怪談百物語#69 土管
うちの庭には土管が生えてる。
母が子どもの頃からずっとあるらしい。
縦に生えているからか、近所の子ども達がゲームみたいに入りたいって訪ねてきたことがある。
祖父が怒って追い返したけど、僕も入ってみたいと思った。
ガラガラと玄関の戸を閉めた祖父は、僕の考えに気付いたのだろう。
「頼むから入ってくれるなよ。わしじゃどうしようもできんからな。」
と怖い顔をして言うなり居間に戻っていった。
言われた通り近付かないまま月日は流れ、祖父はある日突然亡くなった。
通夜を終えた夜、僕はもういいんじゃないかと思って土管に近づいた。
入らなければ、覗くだけなら大丈夫だろう。
そう思って縁側にあった祖父の履物を借りて庭に出た。
土管へ近づこうと一歩踏み出した時だった。
どこからか視線を感じた。
周囲を見回すが敷地内だ。
当然誰もいない。
気味が悪いのと幼小の記憶から、やはり覗くのはやめた。
「何か知ってそうな祖父ちゃんは死んじゃったし、土管どうすんだろうな。

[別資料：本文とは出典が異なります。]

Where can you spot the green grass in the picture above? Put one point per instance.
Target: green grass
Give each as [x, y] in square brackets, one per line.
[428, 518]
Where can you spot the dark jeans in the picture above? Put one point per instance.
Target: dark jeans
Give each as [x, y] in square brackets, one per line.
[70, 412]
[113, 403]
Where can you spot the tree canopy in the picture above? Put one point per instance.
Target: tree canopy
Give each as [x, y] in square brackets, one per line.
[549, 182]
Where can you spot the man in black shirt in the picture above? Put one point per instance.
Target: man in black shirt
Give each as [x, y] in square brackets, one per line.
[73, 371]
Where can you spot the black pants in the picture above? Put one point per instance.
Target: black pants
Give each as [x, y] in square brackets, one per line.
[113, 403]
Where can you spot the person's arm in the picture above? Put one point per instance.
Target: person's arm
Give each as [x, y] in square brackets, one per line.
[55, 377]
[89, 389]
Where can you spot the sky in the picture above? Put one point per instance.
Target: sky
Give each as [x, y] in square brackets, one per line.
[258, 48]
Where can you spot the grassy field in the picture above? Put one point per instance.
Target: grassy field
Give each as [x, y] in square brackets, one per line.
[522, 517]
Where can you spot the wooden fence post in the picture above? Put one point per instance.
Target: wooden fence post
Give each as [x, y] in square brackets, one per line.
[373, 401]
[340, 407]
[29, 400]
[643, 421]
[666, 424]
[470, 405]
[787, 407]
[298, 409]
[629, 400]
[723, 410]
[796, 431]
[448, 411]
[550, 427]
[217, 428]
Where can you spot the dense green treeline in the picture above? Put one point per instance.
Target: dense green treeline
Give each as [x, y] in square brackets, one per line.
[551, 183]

」
覗けなかった悔し紛れに、足元にあった親指よりも小さな石を土管に向かって放り投げた。
狙いが良かったのか石は見事穴の中に入った。
――痛えな。
聞こえるや否や部屋に駆け込み戸を閉めた。
幻聴だとは思うが、はっきり声が聞こえた気がした。
それ以来土管への興味は捨てた。
何があったわけじゃない。
はっきりと耳に残っているあの幻聴のせいで近寄る気にもならない。
祖父が生きているうちにあの土管が何なのか、聞いておけばよかったな。